Last Thursday as I sat in my room, it was about 5pm when I realized that I had gotten a lot of work done. Then, I looked over at my sign-in sheet and realized that I had less than a third of the parents attend when compared to the first parent-teacher conference. Our conferences were over at 6:30pm and from the time I realized my attendance to the end of the night, there were only 2 more parents to come through my classroom doors; I may have had 8 parents in the span of 5 hours show up. That is discouraging enough. Even more discouraging was that a few of those parents weren’t accepting my reasons for the earned grades of their students. These were parents whose students received a B’s in my class and many A’s in their other classes. I heard things like “My child has never gotten B’s before… School comes easy for my child… I just cannot understand why my child received this grade when this is not normal.” Those chorus lines are nothing unfamiliar to teachers worldwide, but they are no less frustrating to hear.
Lesson of the Week
Public schooling in America is not as simplistic as people believe it to be. In fact, the school, with regards to a parent’s view, is often viewed like a sit-down restaurant; people order something and expect it exactly as they ordered it on their plate and depending on what the school serves, people may or may not show patronize your establishment. However, the truth of the matter is that the customer is not always right and unfortunately, it’s impossible to get what you think you’ve “paid for.”

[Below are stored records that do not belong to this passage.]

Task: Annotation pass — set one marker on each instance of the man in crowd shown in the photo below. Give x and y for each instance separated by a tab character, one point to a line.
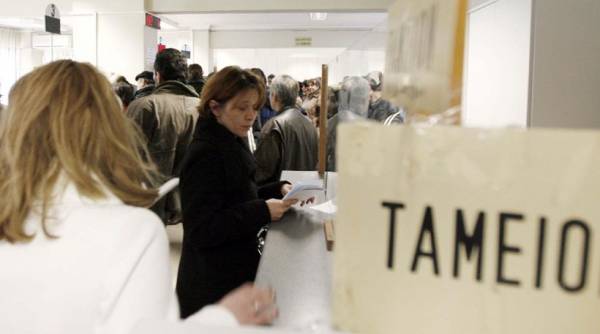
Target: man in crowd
380	109
289	140
196	77
145	82
167	118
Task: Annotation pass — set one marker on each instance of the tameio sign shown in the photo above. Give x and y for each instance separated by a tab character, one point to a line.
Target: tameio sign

There is indeed a disconnect between schools and the parents of the children who attend them. Many parents either expect too much of a school or expect too little of a school; the school often sees themselves as “educating” students which involves meeting state and national benchmarks to maintain good standing and maintain their funding stream; that does not always include dealing with the social and emotional needs of their student populations. There needs to be greater cooperation and discussion between schools and parents. Schools and teachers must go further than simply the occasional phone call either when things are bad with a student or good with a student. Schools must engage families and parents because the school is a community and it must be in community with those associated with it.
Whether a school is located in a suburban, urban or rural area, schools must provide learning opportunities for its parents in addition to establishing an open and transparent dialogue with parents in order to exchange vital information to help with the instruction of their children. School districts also must provide teachers and administrators with professional development designed to instruct them on how to meet the various needs of evolving student and family populations. As much attention needs to be paid to this as districts do with maintaining order in schools or raising test scores. As teachers, we must not only be advocates for our students but also advocates on behalf of parents and request that opportunities for collaboration and learning be created for parents and the community to create a sense of ownership in the school. Many of our parents don’t feel ownership in the school or the educating of their child because educators and policy makers do a great job of both withholding opportunities of collaboration with parents and establishing pseudo-collaborative efforts. We must not be hypocritical; we must do more to include our parents. We have to teach all students regardless of their abilities or feelings – so too must we include every parent regardless of what they think. If we build our schools on a foundation of parental engagement and collaboration, the parents will come.